Среди любителей Ferrari стоит отметить шведского принца Бертиля. Как-то раз он приехал в Маранелло в сопровождении покойного Луи Широна, барона Эммануэля де Граффенрида и многих других спортсменов из Клуба бывших гонщиков Гран-при. Он попросил разрешения попробовать Ferrari Berlinetta на автодроме. Едва нажал на газ, как след его простыл. «Теперь его высочество остановится только тогда, когда закончится бензин», – прокомментировал один из сопровождающих, и шутка всех развеселила. Но я видел, с какой страстью и мастерством ведет машину Бертиль, и не засмеялся вместе со всеми. Когда принц наконец вернулся к месту старта, в баке было пусто, а его глаза горели от удовольствия. И только наступившая темнота помешала возобновить тренировку.

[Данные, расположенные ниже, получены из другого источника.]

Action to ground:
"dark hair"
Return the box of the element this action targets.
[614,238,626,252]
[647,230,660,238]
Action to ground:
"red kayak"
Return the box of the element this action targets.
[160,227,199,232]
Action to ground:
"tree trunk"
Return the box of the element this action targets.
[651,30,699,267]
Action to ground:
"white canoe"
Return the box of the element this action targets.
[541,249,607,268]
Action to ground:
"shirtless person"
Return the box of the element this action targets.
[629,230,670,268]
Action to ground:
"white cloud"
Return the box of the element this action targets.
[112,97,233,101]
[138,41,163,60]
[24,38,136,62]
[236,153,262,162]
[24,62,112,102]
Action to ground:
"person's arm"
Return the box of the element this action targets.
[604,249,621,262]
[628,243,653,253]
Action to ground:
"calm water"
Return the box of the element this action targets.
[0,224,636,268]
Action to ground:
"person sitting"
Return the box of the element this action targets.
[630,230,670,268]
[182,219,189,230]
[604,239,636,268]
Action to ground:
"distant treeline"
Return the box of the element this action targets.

В 1955 году в Маранелло побывал и император Бао-дай-де[165]. За год до этого он заказывал автомобиль Ferrari. В то время Бао-дай-де уединенно жил в замке во Франции, под защитой французского правительства. После экскурсии по мастерской мы отправились завтракать. Император говорил по-французски едва ли не хуже, чем я, а к тому же курил – безостановочно, одну сигару за другой. Вскоре в воздухе повисла плотная голубоватая дымка, а я почувствовал дурноту и головокружение. Дым начал принимать нереальные формы. Мне пришлось выйти на свежий воздух, но я так и не осмелился спросить, что же за сигары курит этот загадочный гость с Востока.
В отличие от общения с высокопоставленными особами, встречи с политиками редко доставляли мне удовольствие. Мало кто из них действительно разбирается в машинах. Но беседы с некоторыми получились довольно интересными, пусть и не совсем о спорте. Например, с Пальмиро Тольятти.
Лидер коммунистической партии собирался заехать в Маранелло по дороге в Модену, где принимал участие в ежегодном фестивале «Единство»[166]. Один мой старый друг спросил, не возражаю ли я. Но я был только рад. Надо сказать, Тольятти оказался совсем не таким, каким я его себе представлял; я ожидал увидеть человека очень авторитарного, а передо мной предстал мужчина среднего роста, начинающий немного полнеть, в очках с толстыми стеклами и с грустной улыбкой. Этот человек возглавлял самую сплоченную, самую сильную и популярную в Италии партию, а в разговоре неожиданно показался мне сдержанным и спокойным. Общаться с ним было легче, чем с профсоюзными лидерами или другими политиками, с которыми я время от времени встречался в Маранелло. Достопочтенный Тольятти попросил провести для него экскурсию по всему заводу. Вскоре от обсуждения технических вопросов мы перешли к разговорам на более отвлеченные темы – о земельной реформе, кооперативах, проблемах итальянской промышленности, уровне квалификации рабочих. Тольятти говорил взвешенно и спокойно, вовсе не таким саркастическим тоном, как обычно в телеинтервью.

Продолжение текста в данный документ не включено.